Robert Lewandowski miał być liderem, kapitanem, który poprowadzi Polaków do pierwszego od 32 lat awansu z mundialowej grupy, ale nic z tego. Naszego napastnika nie oszczędziły media w Niemczech, gdzie na co dzień występuje.
W niedzielny wieczór reprezentacja Polski została zmiażdżona w Kazaniu przez Kolumbię (0:3) i straciła szansę na udział w fazie pucharowej mistrzostw świata.
"Tschuessikowski, Lewandowski!" - rozpoczynają swój artykuł dziennikarze "Sport Bilda", a "tschuess" w języku niemieckim oznacza "do widzenia".
Nasi zachodni sąsiedzi piszą o kolejnej, po porażce z Senegalem, wielkiej plajcie Lewandowskiego i całej reprezentacji. "Napastnik Bayernu znów praktycznie nic nie pokazał, a chciał wykorzystać mundial jako wielką scenę do pożegnania Monachium" - stwierdzono.

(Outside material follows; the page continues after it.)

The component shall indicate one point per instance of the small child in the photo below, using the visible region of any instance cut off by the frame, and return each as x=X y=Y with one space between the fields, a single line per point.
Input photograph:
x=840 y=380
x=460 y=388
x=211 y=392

Jeszcze trzy lata kontraktu
Dziennik przypomina, że Polak za pośrednictwem swojego agenta Piniego Zahaviego poinformował Bayern, że potrzebuje nowych wyzwań, że chce opuścić Bawarię. "Po tym występie w Rosji Lewa może się cieszyć, że jego kontrakt z Bayernem obowiązuje do 2021 roku" - skwitowano.
"Najlepszym sposobem na uciszenie głosów krytyki było zagranie możliwie najlepszego meczu i po prostu strzelanie goli" - napisano i przypomniano fatalną statystkę "Lewego" z mecz z Senegalem - tylko 32 kontakty z piłką i dwa strzały.
Na przeciwnym do Lewandowskiego biegunie znalazł się inny gracz Bayernu, Kolumbijczyk James Rodriguez. "James to zupełnie co innego!" - napisano i wystawiono mu najwyższą możliwą notę 1. Nic w tym dziwnego, rozgrywający zaliczył dwie asysty i bardzo mocno przyczynił się do wyrzucenia Polaków z mundialu.